What's a knot—and what's not—in genomic mapping
While DNA sequencing provides precise, nucleotide-by-nucleotide genomic information, genome mapping provides a bigger-picture perspective of sequenced DNA that can provide valuable structural information. Like mapping roads to depict a city's structural information without needing to detail each home or business, genome mapping can be a powerful tool for understanding variations of large pieces of rearranged or altered DNA.
More technically, genome mapping is used to obtain large-scale genomic information with a resolution of around 2000 base pairs (bp), as opposed to the single-base resolution of sequencing. Genome mapping complements DNA sequencing, offering insight into huge, intact molecules between 150,000 and 1 million bp in length. Obtaining measurements of such large segments is not without its challenges, but new research into the physics of nanochannel mapping published this week in the journal Biomicrofluidics, may help overcome a (literal) knot in the process and advance genome mapping technology.

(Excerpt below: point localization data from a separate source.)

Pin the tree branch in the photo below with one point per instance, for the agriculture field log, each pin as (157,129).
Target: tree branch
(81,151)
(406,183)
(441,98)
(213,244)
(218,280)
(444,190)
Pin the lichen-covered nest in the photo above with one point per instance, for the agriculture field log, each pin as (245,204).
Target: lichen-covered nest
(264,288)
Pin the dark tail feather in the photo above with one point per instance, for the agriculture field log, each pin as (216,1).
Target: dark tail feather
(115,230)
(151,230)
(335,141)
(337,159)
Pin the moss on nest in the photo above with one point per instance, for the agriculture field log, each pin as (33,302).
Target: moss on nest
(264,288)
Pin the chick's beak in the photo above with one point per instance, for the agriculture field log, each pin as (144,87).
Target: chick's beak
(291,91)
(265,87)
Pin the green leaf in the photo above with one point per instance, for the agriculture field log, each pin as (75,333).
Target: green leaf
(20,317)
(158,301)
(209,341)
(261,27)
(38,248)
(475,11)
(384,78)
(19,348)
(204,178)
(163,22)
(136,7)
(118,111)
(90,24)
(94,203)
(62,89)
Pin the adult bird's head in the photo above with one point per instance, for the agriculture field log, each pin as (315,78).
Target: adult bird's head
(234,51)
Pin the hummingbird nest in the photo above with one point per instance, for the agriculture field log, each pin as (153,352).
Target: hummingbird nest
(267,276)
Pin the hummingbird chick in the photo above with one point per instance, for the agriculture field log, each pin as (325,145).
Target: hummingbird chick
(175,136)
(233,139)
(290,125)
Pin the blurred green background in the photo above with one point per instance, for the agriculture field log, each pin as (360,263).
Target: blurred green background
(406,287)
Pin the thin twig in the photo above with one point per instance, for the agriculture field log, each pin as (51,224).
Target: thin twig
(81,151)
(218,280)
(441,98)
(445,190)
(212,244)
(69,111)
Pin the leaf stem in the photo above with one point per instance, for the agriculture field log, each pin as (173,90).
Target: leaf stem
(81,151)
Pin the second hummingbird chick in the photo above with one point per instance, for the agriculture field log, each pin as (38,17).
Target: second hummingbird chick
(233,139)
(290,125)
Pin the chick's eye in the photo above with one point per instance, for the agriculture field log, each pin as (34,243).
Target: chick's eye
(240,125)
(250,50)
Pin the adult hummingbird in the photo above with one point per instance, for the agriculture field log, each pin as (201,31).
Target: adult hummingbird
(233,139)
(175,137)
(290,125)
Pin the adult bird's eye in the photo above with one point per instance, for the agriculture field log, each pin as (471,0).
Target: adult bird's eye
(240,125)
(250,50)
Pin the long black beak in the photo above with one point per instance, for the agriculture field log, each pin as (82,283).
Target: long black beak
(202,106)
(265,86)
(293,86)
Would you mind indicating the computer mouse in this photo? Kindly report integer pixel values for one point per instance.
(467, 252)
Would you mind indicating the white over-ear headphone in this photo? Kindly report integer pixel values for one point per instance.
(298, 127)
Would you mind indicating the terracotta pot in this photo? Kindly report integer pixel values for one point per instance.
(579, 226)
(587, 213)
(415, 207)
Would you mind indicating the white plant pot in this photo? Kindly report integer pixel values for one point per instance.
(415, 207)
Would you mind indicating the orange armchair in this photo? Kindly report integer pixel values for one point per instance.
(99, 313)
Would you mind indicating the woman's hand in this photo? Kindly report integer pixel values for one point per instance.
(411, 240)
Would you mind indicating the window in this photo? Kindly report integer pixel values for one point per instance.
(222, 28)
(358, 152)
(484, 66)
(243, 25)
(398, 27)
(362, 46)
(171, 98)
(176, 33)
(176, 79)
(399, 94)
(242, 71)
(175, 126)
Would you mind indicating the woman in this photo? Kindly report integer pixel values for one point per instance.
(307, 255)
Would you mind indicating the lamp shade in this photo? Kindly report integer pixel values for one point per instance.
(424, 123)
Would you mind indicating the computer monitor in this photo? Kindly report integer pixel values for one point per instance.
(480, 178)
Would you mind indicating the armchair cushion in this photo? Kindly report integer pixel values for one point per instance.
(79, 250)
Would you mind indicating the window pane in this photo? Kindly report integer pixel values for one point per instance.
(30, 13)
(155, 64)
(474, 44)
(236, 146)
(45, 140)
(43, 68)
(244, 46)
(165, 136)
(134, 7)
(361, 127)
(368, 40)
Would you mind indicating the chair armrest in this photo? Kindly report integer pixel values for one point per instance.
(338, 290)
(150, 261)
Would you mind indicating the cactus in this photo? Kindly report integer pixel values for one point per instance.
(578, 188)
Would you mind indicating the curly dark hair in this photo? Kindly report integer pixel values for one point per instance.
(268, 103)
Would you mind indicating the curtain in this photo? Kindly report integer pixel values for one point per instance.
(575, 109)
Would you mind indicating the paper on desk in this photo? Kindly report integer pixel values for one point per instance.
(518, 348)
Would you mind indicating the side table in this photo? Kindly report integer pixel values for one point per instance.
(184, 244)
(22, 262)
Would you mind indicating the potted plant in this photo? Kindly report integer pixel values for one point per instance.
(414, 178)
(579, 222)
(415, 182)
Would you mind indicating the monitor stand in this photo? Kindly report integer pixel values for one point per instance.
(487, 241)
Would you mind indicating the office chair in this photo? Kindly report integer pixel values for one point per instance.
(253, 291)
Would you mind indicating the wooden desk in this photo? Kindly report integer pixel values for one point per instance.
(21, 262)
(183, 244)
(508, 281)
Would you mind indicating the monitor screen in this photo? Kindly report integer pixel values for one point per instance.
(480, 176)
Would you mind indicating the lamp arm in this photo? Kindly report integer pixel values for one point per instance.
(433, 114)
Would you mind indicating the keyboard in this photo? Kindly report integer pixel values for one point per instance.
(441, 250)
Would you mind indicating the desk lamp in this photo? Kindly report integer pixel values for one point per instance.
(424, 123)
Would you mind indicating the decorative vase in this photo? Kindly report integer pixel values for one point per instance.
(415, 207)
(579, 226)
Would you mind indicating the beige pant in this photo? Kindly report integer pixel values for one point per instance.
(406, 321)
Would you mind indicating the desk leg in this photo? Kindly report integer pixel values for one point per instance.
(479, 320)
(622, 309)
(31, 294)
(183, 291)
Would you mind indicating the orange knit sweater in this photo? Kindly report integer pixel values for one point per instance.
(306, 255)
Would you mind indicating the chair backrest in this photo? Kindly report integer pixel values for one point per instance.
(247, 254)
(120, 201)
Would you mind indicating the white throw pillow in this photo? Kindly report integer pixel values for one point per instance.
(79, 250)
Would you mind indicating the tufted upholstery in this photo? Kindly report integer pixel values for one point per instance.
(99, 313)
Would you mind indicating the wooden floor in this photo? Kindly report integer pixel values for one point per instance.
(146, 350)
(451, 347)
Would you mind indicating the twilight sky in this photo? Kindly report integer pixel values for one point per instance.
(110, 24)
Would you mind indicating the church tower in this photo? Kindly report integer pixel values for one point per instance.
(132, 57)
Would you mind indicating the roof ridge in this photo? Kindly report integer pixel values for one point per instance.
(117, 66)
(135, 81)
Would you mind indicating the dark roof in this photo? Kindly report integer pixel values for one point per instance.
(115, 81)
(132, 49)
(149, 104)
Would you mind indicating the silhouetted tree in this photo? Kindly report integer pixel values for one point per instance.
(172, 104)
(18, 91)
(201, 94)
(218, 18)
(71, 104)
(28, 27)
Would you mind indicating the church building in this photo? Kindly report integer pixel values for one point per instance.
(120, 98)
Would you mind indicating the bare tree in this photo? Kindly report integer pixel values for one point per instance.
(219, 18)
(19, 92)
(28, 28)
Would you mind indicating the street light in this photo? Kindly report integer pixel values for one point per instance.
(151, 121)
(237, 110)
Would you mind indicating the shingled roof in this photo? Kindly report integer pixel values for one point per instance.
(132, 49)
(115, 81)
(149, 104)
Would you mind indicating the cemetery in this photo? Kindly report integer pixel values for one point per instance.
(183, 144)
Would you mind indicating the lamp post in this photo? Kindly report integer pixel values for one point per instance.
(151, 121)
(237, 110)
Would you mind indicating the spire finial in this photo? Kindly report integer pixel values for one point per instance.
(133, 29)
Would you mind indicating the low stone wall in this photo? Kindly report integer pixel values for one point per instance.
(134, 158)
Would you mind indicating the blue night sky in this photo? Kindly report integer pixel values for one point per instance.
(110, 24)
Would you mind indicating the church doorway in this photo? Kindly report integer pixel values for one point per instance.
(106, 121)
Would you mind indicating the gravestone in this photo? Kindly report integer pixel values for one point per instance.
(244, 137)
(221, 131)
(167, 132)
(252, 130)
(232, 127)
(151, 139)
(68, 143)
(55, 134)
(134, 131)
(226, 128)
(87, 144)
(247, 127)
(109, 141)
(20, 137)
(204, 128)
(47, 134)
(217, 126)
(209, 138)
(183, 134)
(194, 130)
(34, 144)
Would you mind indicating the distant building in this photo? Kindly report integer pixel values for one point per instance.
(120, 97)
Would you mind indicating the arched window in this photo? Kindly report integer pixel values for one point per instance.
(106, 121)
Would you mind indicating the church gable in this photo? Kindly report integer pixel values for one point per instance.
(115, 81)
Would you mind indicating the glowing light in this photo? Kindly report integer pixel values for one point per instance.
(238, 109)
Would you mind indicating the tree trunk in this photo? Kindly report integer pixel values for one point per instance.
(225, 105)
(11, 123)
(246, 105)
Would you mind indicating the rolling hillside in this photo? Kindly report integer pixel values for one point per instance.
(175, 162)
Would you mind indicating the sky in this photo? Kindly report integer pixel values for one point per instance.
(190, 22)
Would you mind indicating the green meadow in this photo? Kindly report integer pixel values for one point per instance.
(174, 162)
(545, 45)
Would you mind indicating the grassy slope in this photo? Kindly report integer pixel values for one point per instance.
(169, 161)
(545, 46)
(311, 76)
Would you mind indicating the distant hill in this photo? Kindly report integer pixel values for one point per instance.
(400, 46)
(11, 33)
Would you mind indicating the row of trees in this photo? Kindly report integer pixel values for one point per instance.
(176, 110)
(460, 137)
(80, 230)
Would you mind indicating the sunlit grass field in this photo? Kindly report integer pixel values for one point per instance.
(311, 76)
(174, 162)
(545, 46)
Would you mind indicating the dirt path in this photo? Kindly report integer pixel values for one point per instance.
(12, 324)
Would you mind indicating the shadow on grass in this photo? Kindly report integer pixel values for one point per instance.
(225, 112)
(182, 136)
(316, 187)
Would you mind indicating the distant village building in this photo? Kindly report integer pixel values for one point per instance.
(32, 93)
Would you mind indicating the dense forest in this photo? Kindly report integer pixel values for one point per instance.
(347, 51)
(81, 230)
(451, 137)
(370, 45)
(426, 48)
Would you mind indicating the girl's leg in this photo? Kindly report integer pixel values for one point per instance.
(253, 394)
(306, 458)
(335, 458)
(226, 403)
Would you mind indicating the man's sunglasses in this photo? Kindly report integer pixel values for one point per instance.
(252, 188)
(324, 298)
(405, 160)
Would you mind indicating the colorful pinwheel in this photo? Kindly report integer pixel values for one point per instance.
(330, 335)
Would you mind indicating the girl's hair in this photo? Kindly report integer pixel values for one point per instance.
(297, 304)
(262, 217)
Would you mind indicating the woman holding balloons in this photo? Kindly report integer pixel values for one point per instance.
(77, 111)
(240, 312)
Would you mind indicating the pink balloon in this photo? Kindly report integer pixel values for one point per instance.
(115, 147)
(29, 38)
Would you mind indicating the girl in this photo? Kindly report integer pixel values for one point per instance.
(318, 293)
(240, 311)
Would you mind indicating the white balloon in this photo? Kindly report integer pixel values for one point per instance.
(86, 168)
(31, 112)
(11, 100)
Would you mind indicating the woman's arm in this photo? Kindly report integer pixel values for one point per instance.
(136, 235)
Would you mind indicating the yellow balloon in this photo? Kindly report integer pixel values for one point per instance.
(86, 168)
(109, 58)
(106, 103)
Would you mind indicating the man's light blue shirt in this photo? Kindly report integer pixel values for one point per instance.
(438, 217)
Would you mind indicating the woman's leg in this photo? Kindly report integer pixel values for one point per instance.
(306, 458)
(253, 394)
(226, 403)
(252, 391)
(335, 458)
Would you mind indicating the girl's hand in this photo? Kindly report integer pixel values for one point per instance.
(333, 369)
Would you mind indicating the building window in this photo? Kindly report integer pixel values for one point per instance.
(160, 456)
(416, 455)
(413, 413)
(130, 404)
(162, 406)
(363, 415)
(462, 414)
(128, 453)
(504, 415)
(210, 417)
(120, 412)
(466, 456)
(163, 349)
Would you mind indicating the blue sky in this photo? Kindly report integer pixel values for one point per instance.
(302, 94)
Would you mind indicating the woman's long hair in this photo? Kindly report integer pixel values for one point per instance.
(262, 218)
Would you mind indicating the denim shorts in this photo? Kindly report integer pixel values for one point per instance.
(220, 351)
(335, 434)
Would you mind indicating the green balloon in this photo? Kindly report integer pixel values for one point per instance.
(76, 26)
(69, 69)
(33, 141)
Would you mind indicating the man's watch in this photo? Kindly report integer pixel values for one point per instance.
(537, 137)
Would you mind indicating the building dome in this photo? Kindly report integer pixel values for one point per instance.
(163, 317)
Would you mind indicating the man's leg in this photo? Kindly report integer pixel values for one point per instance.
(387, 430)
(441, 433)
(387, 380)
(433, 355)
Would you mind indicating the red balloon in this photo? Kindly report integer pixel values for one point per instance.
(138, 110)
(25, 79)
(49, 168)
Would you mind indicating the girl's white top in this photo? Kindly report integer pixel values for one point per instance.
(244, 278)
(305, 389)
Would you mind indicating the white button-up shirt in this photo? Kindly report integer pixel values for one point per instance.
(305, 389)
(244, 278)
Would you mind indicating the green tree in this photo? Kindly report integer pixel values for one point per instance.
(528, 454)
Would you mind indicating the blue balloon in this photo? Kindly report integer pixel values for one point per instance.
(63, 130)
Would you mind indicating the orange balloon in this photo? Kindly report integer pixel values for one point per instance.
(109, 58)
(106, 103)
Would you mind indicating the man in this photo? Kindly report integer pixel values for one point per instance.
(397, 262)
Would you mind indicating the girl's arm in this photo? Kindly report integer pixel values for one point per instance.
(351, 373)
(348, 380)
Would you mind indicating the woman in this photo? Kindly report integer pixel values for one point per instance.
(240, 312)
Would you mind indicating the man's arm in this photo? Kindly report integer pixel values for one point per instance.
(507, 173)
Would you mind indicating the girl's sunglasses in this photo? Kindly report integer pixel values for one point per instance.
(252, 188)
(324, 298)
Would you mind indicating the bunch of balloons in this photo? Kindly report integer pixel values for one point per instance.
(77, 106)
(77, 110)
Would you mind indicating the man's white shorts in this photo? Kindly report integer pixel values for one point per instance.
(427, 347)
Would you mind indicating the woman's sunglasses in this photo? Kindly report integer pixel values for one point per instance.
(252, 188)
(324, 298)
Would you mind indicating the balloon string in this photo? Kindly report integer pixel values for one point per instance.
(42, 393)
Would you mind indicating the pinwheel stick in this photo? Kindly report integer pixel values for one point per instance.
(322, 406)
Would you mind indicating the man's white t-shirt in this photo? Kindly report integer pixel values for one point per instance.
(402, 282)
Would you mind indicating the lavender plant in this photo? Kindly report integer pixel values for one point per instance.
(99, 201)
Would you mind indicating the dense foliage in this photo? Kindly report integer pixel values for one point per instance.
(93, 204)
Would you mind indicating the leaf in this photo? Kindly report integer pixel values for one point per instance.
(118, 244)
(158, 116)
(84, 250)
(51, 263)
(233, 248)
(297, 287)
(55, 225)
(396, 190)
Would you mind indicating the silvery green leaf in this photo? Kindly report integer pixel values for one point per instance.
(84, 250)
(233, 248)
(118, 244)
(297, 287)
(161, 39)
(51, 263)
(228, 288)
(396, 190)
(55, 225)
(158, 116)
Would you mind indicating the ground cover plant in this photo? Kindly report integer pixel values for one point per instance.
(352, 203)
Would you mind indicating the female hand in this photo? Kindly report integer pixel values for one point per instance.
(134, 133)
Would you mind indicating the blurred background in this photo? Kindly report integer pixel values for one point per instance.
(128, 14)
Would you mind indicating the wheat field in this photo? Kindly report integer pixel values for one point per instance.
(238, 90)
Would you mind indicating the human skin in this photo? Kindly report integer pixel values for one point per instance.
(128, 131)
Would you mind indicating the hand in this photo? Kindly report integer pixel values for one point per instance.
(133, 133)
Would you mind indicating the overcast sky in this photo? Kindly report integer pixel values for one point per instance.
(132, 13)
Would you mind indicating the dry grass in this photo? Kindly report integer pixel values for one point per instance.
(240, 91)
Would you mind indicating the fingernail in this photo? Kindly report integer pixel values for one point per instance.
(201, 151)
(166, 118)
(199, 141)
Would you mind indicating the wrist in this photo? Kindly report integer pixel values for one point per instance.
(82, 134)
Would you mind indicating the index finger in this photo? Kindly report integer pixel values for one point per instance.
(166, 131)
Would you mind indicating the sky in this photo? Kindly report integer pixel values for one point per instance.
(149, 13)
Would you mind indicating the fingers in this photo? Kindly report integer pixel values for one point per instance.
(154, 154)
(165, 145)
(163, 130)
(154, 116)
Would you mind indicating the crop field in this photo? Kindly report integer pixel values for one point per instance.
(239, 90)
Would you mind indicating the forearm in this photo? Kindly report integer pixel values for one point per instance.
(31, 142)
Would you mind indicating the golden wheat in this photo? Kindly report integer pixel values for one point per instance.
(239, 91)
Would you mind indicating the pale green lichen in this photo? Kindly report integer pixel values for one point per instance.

A team of researchers from the University of Minnesota partnered with BioNano Genomics, a company commercializing genome mapping in nanochannels, to understand the basic physics that underlies the mapping, and use that understanding to improve the technology. BioNano Genomics maps genomes by encoding DNA with sequence-specific, fluorescent labels before injecting it into nanochannels that cause the molecule to stretch out. The structural mapping information is read from the stretched DNA.
DNA knots, however, would put a kink in this method as the molecular tangle could be read incorrectly as a structural variation in the genome sequence. To better understand these nanoknots, the group uses computer simulations to model nanochannel configurations of DNA and compares the predictions to measurement-based characterizations.
"We looked at the probability that the DNA would form a knot inside the channel and predicted the size of the knots," said Kevin Dorfman, a member of the research team and lead author of the work. "This is important in mapping because knots could be incorrectly characterized as changes in DNA sequence structure when, in fact, they are just rearrangements of the DNA within the channel."
This line of research posed several challenges. The probability of forming knots is very low, and the molecules used in genome mapping are very large, requiring the team to come up with a computational pipeline capable of simulating this system at both the resolution of the knots as well as the DNA segment as a whole.
"Previous work on DNA knotting in these types of nanochannels looked at molecules that were almost an order of magnitude smaller than the ones in our study," Dorfman said. Another challenge the team faced was handling the terabytes of data from the millions of DNA chains that were generated to get meaningful statistics.
The goal of this research was to see whether or not the model's predictions of knotting were consistent with bright spots observed during experiments that could be knots on the DNA molecule.
"We found that experimental results are not consistent with equilibrium statistical mechanics, meaning that the knots in the experiments may not actually be knots—while the way the data were processed in the experiments suggests many potential knotting events, we cannot definitively identify these events as knots," Dorfman said.
To address the discrepancy between experiments and simulations, the group will have to return to experiments, collecting dynamic data from the movement of the knots.
"The dynamic information can give us very important insights about the structure of the DNA in the channel, and potentially allow us to tell if the knots are, indeed, knots," Dorfman said.
Since knot formation is very rare, acquiring huge data sets, screening them to locate possibly knotted DNA, then analyzing those DNA molecules in detail is necessary.
The work did reveal, however, that these knots are not an intrinsic problem in genome mapping. If knot formation was frequent, this would make the processing of genome mapping data much more challenging. If the apparent knots in the experiments come from some other sources, then they can be removed by changing other parts of the experimental protocol.